Over the years the Meadows Turkey Bowl, a Thanksgiving day football game and fundraiser, has raised a combined $3 million to help those in need and to battle cancer.

In doing so it has become. what Mike likes to call, “The nation’s biggest backyard football game”

This year they hope to take the grand total to over $4 million with the help of many small and some larger donors.

“The neat thing about our donors though they don’t come in 100-thousand dollars swaths, though we would not turn that away they come in 50s and 100s, and 250s, and 500s. That’s the cool thing about our event, it’s not just one big donor, it’s the community of Cleveland coming together,” Mike said.

The event will still have food and football, in which the players run out of a tunnel. It has grown to also have the marching band from Highland High School.

Those who are interested in donating can choose packages that come with swag, golf outings, dinner discounts and even a luxury suite for a Cleveland Guardians baseball game.

Mike Meadows says 100% of the proceeds go to charity. He and his wife contribute everything needed to put on the annual event.

Contributions this year will go into a fund named after Gianna Rae, Pete Meadow’s daughter, who they lost while his wife was still 9 months pregnant on Mother’s Day weekend 2022.

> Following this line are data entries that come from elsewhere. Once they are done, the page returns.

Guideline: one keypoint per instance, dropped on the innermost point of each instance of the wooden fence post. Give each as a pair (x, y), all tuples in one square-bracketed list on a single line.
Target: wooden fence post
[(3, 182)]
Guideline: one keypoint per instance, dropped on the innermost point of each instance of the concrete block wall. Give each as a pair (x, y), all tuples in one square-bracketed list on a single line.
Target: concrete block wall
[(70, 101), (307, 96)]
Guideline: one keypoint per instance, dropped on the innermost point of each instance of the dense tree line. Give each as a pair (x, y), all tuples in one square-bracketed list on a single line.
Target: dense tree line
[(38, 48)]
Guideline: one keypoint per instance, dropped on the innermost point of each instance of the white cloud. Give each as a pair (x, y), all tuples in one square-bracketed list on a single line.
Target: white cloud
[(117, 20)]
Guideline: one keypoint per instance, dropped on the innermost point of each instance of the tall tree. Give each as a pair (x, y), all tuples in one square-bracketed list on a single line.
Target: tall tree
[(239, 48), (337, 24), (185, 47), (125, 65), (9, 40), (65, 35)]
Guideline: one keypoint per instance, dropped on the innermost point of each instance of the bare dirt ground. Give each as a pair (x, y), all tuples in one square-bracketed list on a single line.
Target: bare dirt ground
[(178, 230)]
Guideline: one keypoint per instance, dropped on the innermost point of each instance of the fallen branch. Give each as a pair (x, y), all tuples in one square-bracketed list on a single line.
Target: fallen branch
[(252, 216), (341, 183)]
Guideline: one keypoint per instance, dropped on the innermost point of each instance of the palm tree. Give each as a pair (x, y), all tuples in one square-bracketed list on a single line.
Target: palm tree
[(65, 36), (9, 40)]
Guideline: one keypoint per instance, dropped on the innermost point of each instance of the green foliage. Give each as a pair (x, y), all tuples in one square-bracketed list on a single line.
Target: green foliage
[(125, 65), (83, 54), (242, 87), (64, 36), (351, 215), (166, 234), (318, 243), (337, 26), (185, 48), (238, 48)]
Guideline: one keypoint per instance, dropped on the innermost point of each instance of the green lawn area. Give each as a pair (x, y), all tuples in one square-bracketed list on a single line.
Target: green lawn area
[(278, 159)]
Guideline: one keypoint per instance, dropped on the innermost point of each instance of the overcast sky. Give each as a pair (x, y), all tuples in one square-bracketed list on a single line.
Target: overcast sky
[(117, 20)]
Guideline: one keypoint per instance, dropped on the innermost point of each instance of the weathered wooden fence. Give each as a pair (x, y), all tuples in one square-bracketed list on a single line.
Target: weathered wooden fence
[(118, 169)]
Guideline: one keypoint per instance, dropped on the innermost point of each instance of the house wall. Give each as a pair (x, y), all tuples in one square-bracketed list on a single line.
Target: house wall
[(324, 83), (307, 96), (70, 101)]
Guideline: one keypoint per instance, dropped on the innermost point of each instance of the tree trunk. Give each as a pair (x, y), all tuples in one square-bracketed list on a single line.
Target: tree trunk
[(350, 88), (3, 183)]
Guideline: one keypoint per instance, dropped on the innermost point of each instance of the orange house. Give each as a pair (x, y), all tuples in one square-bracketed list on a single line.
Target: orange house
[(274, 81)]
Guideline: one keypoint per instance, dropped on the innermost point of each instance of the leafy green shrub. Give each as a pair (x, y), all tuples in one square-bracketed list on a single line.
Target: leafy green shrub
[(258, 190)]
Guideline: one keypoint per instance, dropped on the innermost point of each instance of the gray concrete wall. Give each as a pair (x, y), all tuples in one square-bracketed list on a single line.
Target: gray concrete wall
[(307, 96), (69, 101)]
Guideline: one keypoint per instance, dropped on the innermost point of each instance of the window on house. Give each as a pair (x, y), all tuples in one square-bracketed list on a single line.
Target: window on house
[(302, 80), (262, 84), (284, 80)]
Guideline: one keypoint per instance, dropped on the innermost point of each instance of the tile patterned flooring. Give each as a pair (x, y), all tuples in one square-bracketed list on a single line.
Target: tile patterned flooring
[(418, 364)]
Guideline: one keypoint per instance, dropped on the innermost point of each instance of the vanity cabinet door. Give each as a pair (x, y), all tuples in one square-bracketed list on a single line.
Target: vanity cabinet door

“So our mission is to help the needy, especially the needy battling cancer. And a large part of our proceeds go to the Gianna Rae fund to find a cure for brain cancer for my son Pete,” Mike said. “We have the top researchers in the world at the University of California, San Francisco who are desperately looking for a cure for Oligodendroglioma and hopefully here over the next six months, we are going to collaborate with the Cleveland Clinic.UCSF and the Cleveland Clinic coming together to try to find a cure.”